This is part of a series on how to Be a Better Journo. It’s intended to shame my colleagues in the blogosphere, solicit ideas from my peers on how we can all improve, and help guide noobs and youngsters into creating better digital journalism. [tweetmeme source=”jolieodell” only_single=false]
You shady-ass bitches have not been linking back.
Having been in at least 2 of the top 3 tech newsrooms, I can tell you that nothing chaps an editor’s heiny like breaking a story and not having his competitors link back, even when they pull facts and quotations from the original story like free-to-a-good-home puppies out of a cardboard box.
In journalism school — y’all went to J-school, right? — we were taught that every fact and opinion had to be attributed to someone.

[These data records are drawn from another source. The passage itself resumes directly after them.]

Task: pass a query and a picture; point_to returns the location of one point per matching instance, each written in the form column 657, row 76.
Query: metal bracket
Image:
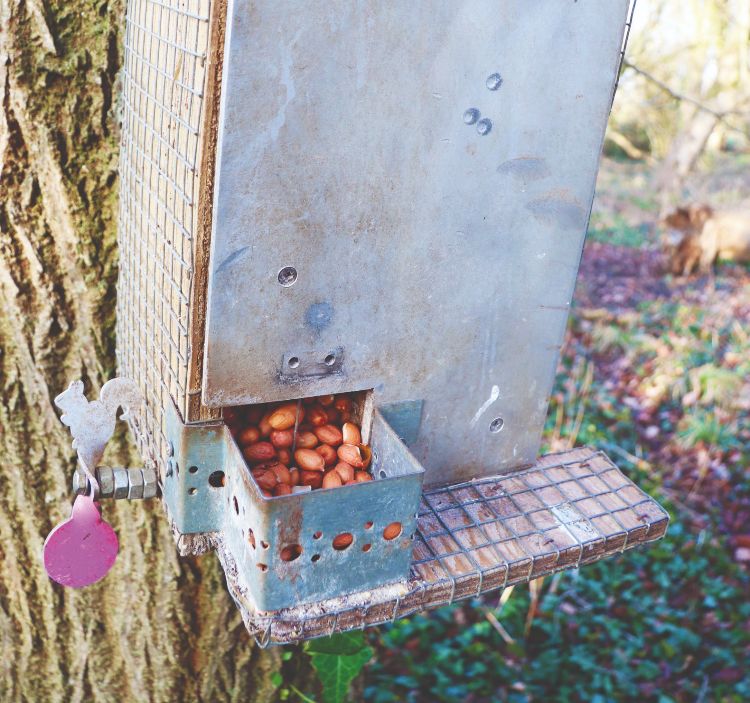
column 193, row 481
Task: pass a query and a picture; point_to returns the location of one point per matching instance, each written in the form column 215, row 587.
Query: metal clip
column 118, row 483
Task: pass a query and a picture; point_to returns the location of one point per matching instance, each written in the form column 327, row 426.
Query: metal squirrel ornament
column 82, row 549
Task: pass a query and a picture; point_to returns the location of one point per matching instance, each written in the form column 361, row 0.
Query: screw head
column 484, row 127
column 471, row 115
column 287, row 276
column 494, row 81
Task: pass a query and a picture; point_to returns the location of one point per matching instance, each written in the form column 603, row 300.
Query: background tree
column 159, row 627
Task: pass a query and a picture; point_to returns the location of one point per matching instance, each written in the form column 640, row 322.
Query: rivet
column 497, row 424
column 471, row 115
column 494, row 81
column 287, row 276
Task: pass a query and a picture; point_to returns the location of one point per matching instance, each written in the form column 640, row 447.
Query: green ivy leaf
column 338, row 660
column 340, row 643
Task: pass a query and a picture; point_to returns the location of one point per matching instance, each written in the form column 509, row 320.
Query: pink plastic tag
column 81, row 550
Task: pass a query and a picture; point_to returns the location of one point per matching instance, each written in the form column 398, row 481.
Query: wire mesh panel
column 161, row 105
column 569, row 509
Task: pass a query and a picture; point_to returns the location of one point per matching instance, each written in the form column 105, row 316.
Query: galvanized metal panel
column 434, row 258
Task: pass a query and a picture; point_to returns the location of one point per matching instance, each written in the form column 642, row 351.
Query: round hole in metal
column 287, row 276
column 392, row 531
column 291, row 552
column 497, row 424
column 216, row 479
column 343, row 541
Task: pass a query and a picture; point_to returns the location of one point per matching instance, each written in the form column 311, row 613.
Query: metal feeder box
column 381, row 199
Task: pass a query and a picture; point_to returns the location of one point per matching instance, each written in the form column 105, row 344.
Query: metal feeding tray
column 332, row 198
column 569, row 509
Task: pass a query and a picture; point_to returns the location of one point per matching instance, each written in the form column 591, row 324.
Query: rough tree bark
column 158, row 628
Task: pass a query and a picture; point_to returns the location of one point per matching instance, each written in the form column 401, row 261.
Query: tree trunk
column 158, row 628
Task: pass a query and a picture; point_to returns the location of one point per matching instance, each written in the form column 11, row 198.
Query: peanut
column 328, row 434
column 345, row 471
column 263, row 426
column 284, row 417
column 260, row 451
column 351, row 433
column 366, row 455
column 282, row 474
column 317, row 416
column 332, row 480
column 306, row 440
column 351, row 454
column 282, row 439
column 265, row 479
column 253, row 415
column 392, row 531
column 328, row 453
column 250, row 435
column 314, row 479
column 309, row 460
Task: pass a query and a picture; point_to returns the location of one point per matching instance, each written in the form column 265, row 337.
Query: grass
column 665, row 389
column 615, row 229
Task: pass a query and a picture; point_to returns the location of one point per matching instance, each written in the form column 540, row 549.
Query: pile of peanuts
column 301, row 446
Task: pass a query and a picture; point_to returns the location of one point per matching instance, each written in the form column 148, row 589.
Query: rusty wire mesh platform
column 569, row 509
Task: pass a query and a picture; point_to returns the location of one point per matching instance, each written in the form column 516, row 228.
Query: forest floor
column 656, row 372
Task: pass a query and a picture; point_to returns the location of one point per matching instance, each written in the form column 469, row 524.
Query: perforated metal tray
column 567, row 510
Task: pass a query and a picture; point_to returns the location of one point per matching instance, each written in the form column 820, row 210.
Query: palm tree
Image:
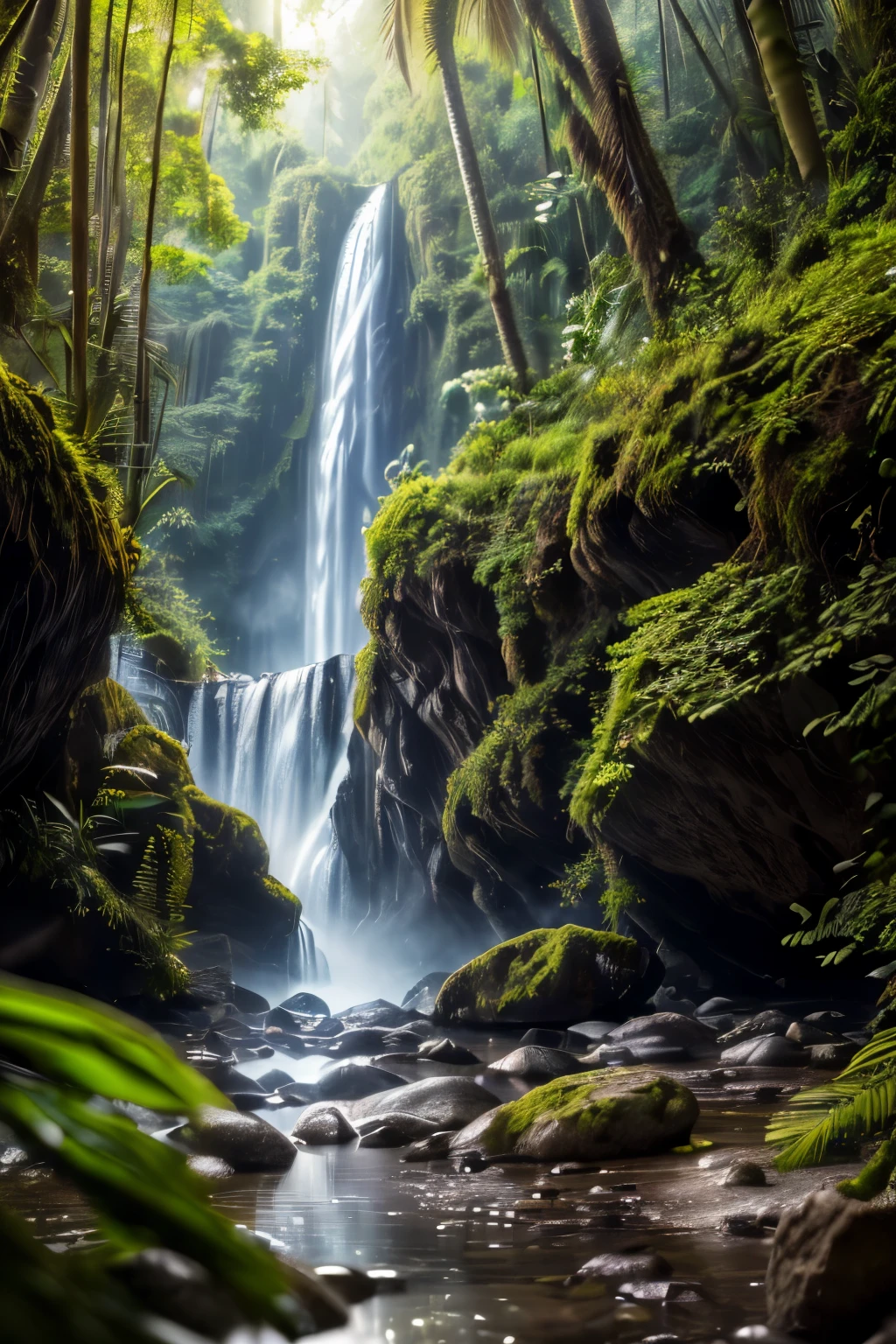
column 439, row 22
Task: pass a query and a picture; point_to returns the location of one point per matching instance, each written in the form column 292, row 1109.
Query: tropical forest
column 448, row 671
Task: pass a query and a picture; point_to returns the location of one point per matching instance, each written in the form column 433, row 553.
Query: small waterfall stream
column 359, row 421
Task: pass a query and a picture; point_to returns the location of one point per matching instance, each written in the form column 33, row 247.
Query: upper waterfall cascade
column 359, row 423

Back in the pre-digital day, journos were simply the mouthpieces of truth. If you wanted to convey emotion or opinion, you either had to find a reputable source to say it, or you’d better get your ass over to the op/ed page. And if you wanted to tell just the facts, you’d better be prepared to have an expert tell them to you first. So, every quotation, every factoid, every bullet point had to be “according to” some report or said/admitted/confessed by some relevant public figure. As cleanliness is next to godliness, so attribution is next to objectivity; it is the one factor that keeps the Fourth Estate just pure enough to credibly tell all sides of the story.
These days, with the way that SEO and user traffic work, the way we attribute is through links. When you report on a study, you link back to the study, so’s people know you’re not just making shit up. When you quote a CEO, you link to the video/press release the quotation came from, unless it was given to you directly, in which case you note that, as well.
And when you take information from another journalist’s report, you jolly well link back to that report, too.
There are multiple reasons this is in your best interest, the first being that it saves you from looking like a story-scamming scumbag. Second, it saves you in the event of a retraction, in which case you can point a finger and say your source was wrong. Third, especially in the case of opinion and speculation, it allows you to maintain at least a modicum of objectivity. As in, “I’m objective, but Kara Swisher said these guys are doomed to failure by patent infringement lawsuit.”
And finally, it’s fair and right, which is the only reason you should need in the first place.
Worst case scenario: Users click the link and navigate away from your precious website. Oh no! Use the right HTML tags, dumbtard, and they’ll look at the original report in a new tab without navigating away from your story. Besides, your content should be compelling enough to keep the reader coming back anyhow, right?
Other worst case scenario: Your readers will realize that your story is not original reporting. Well fucking duh. Of course it’s not original reporting. Almost nothing is. Unless you’re Barbara Fucking Walters, you’re not really going to get the story straight from the horse’s mouth. Readers will likely understand this and accept it as long as you can make your story worth reading in some other way. Otherwise, you might want to find a new profession.
Link love is contagious. If you do it to others, they’ll do it to you. Eventually. Just don’t screw around with nofollow tags, because that makes you look like a stingy, Page Rank-obsessed douchebag.
If you want to be a better journo, link back.